I tried to play around with the tutorial example as follows, if I run it on CPU (use_cuda = False) the elapsed time is rough 53s but It takes 153s running on GPU (use_cuda = True), so what’s wrong with my implementation? Thanks.

pyro version 0.1.2
pytorch version 0.3

import torch
from torch.autograd import Variable
import pyro
import pyro.distributions as dist
import pyro.optim as optim
import pyro.infer as infer
import time

pyro.clear_param_store() 

data = []
for _ in range(60):
    data.append(1)
for _ in range(4):
    data.append(0)

use_cuda = False

if use_cuda == True:
    data = Variable(torch.Tensor(data)).view(-1, 1).cuda()
else:
    data = Variable(torch.Tensor(data)).view(-1, 1)    

def model(data):
    α = Variable(torch.Tensor([10.0])).type_as(data)
    β = Variable(torch.Tensor([10.0])).type_as(data)
    # prior distribution
    θ = pyro.sample("θ", dist.beta, α, β)
    # generating observations
    with pyro.iarange("observed data", use_cuda=use_cuda):
        pyro.sample("obs", dist.bernoulli, θ, obs=data)

def guide(data):
    log_α = Variable(torch.Tensor([2.7]), requires_grad=True)
    log_β = Variable(torch.Tensor([2.7]), requires_grad=True)
    
    log_α = pyro.param("log alpha", log_α).type_as(data)
    log_β = pyro.param("log beta", log_β).type_as(data)
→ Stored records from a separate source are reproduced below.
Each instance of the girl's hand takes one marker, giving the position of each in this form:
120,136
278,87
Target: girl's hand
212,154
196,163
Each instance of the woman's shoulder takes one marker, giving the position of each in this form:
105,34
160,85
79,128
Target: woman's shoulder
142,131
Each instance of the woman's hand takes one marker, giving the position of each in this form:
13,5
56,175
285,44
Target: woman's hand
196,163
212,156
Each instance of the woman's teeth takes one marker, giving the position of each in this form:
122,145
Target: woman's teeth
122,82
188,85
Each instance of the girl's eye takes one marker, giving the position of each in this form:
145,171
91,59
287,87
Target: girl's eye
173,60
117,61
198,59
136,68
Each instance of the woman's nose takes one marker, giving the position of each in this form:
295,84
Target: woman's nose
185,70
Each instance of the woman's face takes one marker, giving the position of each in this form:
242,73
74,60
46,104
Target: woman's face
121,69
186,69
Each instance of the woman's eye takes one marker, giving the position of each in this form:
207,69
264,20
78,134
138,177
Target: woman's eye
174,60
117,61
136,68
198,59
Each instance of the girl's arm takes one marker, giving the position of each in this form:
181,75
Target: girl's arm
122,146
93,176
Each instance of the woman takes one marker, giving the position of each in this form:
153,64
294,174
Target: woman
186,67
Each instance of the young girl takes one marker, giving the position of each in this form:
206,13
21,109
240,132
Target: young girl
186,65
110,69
    α, β = torch.exp(log_α), torch.exp(log_β)
    pyro.sample("θ", dist.beta, α, β)

adam_params = {"lr": 0.001}
optimizer = optim.Adam(adam_params)

svi = infer.SVI(model, guide, optimizer, loss="ELBO", num_particles=5)

tic = time.time()
n_steps = 4000
for step in range(n_steps):
    loss = svi.step(data)
    if step % 100 == 0:
        print("loss = {}".format(loss))
print("time passed {}".format(time.time()-tic))

α = torch.exp(pyro.param("log alpha")).data.numpy()[0] 
β = torch.exp(pyro.param("log beta")).data.numpy()[0]
print(α, β)
print(α / (α + β))

martinjankowiak · December 16, 2017, 8:16pm

this is expected behavior. there is no guarantee that code run on gpus is faster than code run on the cpu. in this case you have very small tensors and so the all the overhead associated with moving data/instructions to the gpu far outweight any gains made from fast floating point arithmetic.
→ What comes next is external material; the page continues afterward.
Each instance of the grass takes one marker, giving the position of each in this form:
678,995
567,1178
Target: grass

xiucheng · December 17, 2017, 3:04am

Hi @martinjankowiak, thanks for your reply. The batch size 64 is indeed small but there are 4000 iterations computation and I think all tensors are only created once, there are not so many tensor moving operations between cpu and gpu.

fritzo · December 17, 2017, 7:48am

Hi @xiucheng,

I believe the slowdown is due to the pyro.distributions.beta sampler in the guide. Our current beta implementation makes a round-trip to CPU and simply uses scipy under the hood (code). We’re working with the PyTorch team to implement faster CPU and GPU implementations of all distributions in the PyTorch 0.4 release.

xiucheng · December 17, 2017, 8:13am

Hi @fritzo, very happy to know about that and looking forward to the new release coming!